Three variable one equation

Clearly $x=y=z=0$ is a solution to the system

Now consider $x\neq0$ $y\neq0$ $z\neq0$

As the right hand side of the equation is even then the left side must also be even. Then either two or none of the variables are odd. First suppose that two of them are odd:

wlog assume $x=2k$ , $y=2n+1$ , $z=2m+1$

Then we have $4k^2+4n^2+4n+1+4m^2+4m+1=4k(2n+1)(2m+1) \implies 4(k^2+n^2+n+m^2+m)+2=4k(2n+1)(2m+1)$ but then the right hand side is a multiple of 4 while the left hand side isn't so we have no solution in this case. Now suppose that all the variables are even:

wlog assume $x=2k$ , $y=2n$ , $z=2m$

Then we have $4k^2+4n^2+4m^2=16knm \implies k^2+n^2+m^2=4knm$ but then this is the same case we had at the beginning (with $k$ , $n$ and $m$ instead of $x$ , $y$ , $z$ ) which means that $k$ , $n$ and $m$ are all even and if we set $k=2k'$ , $n=2n'$ , $m=2m'$ we will get the same case again implying that $k'$ , $n'$ and $m'$ are all even and so on. Thus we get that $x$ , $y$ , $z$ are all powers of 2.

Now let $x=2^k$ , $y=2^n$ , $z=2^m$

Then we have $2^{2k}+2^{2n}+2^{2m}=2^{k+n+m+1}$ so we have that 3 powers of 2 add up to another power of 2. But this can only happen if the powers are of the form $2^a$ , $2^a$ and $2^{a+1}$ ( $2^a+2^a+2^{a+1}=2^{a+2}$ )

But then we have that $(x^2 , y^2 , z^2)=(2^a , 2^a , 2^{a+1})$ and either $2^a$ or $2^{a+1}$ will not have an integral square root.

So we have no solutions and thus the only solution to the equation is $x=y=z=0$

To study the behavior of this equation we must first notice that it is a part of the wider family $x^2 + y^2 + z^2 = 2^w xyz$ , with $w>0$ . Let $S$ be the set of all non-zero solutions of this equation and let's define a function $f: S \to \mathbb{N}$ as follows: $f(x,y,z,w) = |xyzw|$ . Now, let $S' = \{ f(x,y,z,w), (x,y,z,w) \in S \}$

Let's suppose that $x^2 + y^2 + z^2 = 2^w xyz$ is the smallest solution in the sense that $f(x,y,z,w)$ is the smallest element of $S'$ . First of all, as the right-hand side is even, and 3 odd numbers added together would be odd, at least one of the variables is even. By symmetry, and without loss of generality, let $x = 2x_0$ . Then $4x_0^2 + y^2 + z^2 = 2^{w+1}x_0yz$ . Thus, $y^2 + z^2 \equiv 0 \mod 4$ . This is a finite congruence that can be easily solved by checking. The only solutions are $y^2 \equiv z^2 \equiv 0 \mod 4 \implies y,z \equiv 2,4 \mod 4$ . In each case, we have that both variables are also even so let $y = 2y_0, z = 2z_0$ .

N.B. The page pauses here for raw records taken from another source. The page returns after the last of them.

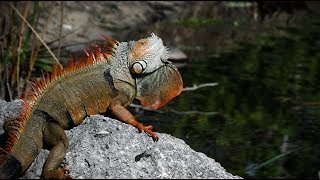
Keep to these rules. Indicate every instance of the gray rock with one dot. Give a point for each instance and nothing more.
(102, 147)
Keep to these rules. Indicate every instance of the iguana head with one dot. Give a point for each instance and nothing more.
(157, 79)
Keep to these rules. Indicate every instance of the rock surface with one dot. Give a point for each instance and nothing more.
(102, 147)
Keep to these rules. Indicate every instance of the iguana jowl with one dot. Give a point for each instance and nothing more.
(108, 78)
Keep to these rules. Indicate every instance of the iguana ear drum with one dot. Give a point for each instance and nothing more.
(138, 67)
(159, 87)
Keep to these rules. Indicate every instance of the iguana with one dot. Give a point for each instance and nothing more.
(106, 79)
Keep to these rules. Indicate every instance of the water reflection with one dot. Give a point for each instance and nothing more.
(267, 103)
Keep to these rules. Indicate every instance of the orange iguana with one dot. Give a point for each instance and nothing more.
(108, 78)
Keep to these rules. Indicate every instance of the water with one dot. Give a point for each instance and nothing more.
(265, 116)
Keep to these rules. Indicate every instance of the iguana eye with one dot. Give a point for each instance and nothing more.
(139, 66)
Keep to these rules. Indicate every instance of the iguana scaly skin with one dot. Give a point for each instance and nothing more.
(108, 78)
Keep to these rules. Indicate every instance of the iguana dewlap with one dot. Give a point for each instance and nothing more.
(108, 78)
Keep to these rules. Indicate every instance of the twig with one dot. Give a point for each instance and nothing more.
(173, 111)
(35, 32)
(60, 31)
(193, 112)
(199, 86)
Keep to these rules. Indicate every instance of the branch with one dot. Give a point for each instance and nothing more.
(199, 86)
(173, 111)
(35, 32)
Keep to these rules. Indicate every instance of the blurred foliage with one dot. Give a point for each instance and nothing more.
(21, 50)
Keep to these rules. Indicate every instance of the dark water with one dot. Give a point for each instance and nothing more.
(267, 106)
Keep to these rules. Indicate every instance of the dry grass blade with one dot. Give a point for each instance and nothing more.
(38, 36)
(34, 53)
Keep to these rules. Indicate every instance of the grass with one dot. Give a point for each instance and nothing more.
(21, 45)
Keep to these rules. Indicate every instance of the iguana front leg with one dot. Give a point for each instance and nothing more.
(56, 139)
(125, 116)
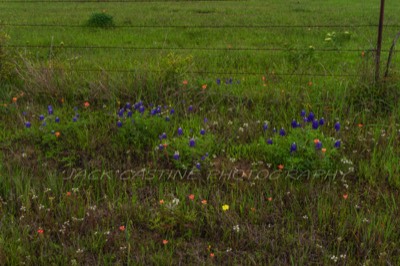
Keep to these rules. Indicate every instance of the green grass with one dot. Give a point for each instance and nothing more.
(109, 195)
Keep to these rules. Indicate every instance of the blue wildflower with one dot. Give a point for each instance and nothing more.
(337, 126)
(315, 124)
(337, 143)
(180, 131)
(311, 117)
(176, 155)
(141, 109)
(294, 123)
(318, 145)
(265, 126)
(192, 143)
(293, 147)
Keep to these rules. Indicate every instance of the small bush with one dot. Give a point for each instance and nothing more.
(100, 20)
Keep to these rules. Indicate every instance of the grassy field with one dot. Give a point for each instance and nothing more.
(204, 132)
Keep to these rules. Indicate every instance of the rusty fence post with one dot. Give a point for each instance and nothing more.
(379, 45)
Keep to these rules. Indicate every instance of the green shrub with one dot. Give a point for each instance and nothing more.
(100, 20)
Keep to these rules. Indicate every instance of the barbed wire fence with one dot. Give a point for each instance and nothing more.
(183, 27)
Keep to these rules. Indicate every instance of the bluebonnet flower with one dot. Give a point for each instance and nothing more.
(293, 147)
(265, 126)
(337, 126)
(192, 143)
(180, 131)
(294, 123)
(311, 117)
(176, 155)
(315, 124)
(337, 143)
(318, 145)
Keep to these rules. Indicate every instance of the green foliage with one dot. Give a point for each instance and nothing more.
(6, 61)
(100, 20)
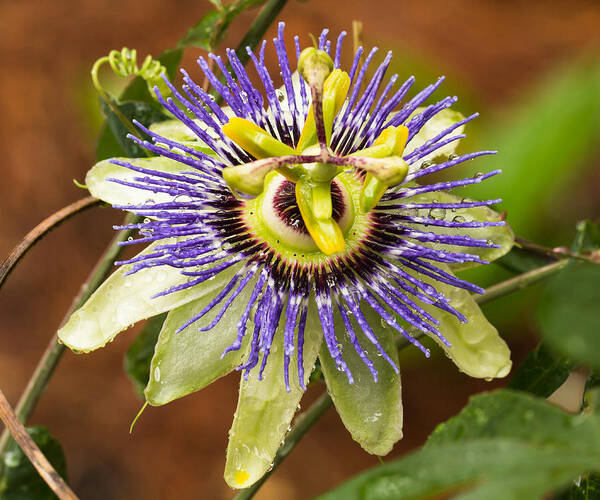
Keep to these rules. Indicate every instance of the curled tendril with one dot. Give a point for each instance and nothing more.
(124, 64)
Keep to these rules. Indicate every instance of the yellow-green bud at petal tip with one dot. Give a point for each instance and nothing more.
(315, 66)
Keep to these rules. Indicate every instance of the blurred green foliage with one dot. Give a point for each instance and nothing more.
(496, 448)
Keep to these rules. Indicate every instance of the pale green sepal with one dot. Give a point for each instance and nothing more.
(118, 194)
(189, 360)
(123, 300)
(265, 408)
(477, 349)
(371, 411)
(498, 235)
(435, 125)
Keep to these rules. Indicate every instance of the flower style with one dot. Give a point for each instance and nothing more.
(297, 232)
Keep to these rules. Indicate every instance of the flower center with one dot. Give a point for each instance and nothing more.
(274, 216)
(280, 213)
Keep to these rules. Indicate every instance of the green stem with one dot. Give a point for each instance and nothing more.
(303, 423)
(521, 281)
(255, 33)
(45, 368)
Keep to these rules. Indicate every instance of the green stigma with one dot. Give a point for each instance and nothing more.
(312, 166)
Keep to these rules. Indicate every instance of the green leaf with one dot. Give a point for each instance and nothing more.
(569, 314)
(543, 141)
(519, 260)
(502, 446)
(124, 300)
(212, 28)
(97, 180)
(265, 408)
(370, 410)
(189, 360)
(542, 372)
(142, 112)
(20, 480)
(140, 352)
(583, 488)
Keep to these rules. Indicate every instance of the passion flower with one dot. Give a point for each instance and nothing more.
(282, 234)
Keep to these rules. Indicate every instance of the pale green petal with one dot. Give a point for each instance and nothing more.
(118, 194)
(123, 300)
(435, 125)
(265, 409)
(371, 411)
(189, 360)
(477, 349)
(499, 235)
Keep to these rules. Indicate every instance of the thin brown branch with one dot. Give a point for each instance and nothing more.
(33, 453)
(41, 230)
(49, 360)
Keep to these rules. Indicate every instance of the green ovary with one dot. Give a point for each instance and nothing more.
(274, 217)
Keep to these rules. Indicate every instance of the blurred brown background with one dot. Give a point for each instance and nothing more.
(496, 49)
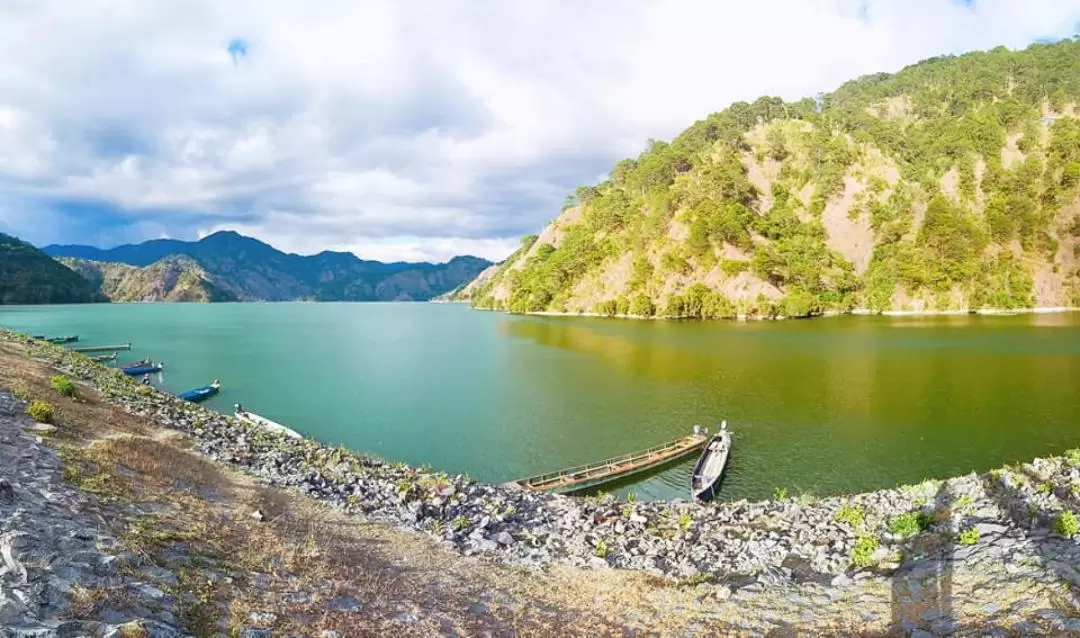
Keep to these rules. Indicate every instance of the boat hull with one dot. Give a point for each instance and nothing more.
(710, 469)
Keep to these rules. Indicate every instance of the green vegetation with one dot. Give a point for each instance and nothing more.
(866, 544)
(28, 275)
(910, 524)
(1066, 525)
(853, 515)
(968, 537)
(63, 385)
(920, 158)
(41, 411)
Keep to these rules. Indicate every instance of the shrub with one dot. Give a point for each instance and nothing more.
(63, 385)
(866, 544)
(968, 537)
(853, 515)
(910, 524)
(41, 411)
(1066, 525)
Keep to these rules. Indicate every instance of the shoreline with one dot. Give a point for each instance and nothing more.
(826, 314)
(833, 541)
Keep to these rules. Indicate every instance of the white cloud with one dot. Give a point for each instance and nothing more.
(410, 127)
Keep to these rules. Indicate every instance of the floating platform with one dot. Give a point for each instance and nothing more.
(103, 348)
(581, 477)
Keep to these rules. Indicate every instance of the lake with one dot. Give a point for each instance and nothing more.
(824, 406)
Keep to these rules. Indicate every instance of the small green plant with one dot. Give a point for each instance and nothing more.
(1066, 525)
(968, 537)
(63, 385)
(910, 524)
(866, 544)
(853, 515)
(41, 411)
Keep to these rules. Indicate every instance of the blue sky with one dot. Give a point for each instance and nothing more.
(402, 129)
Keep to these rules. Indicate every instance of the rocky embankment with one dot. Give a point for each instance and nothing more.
(1015, 524)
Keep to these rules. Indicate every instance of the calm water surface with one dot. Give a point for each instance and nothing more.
(826, 406)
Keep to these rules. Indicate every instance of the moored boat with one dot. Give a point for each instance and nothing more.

Plugging these substitutions into the equation, and dividing by four we get $x_0^2 + y_0^2 + z_0^2 = 2^{w+1}x_0y_0z_0$ . So we have found that if $(x,y,z,w)$ is a solution of the equation, $\left( \frac{x}{2},\frac{y}{2},\frac{z}{2},w+1 \right)$ is also a solution. But $f\left( \frac{x}{2},\frac{y}{2},\frac{z}{2},w+1 \right) = \left| \frac{xyz(w+1)}{8} \right| < |xyzw| = f(x,y,z,w)$ which contradicts that this was the minimal element of $S'$ . Thus, no solution of this equation exists.

However, we assumed at first that $S$ only contained non-zero solutions. It is a trivial exercise to show that if at least one of the variables is 0, all of them are. And that indeed $(0,0,0,1)$ is a solution.

Consider the quadratic in x and find the discriminant. It is clearly less than 0 except when z=y=0, in which case x=0.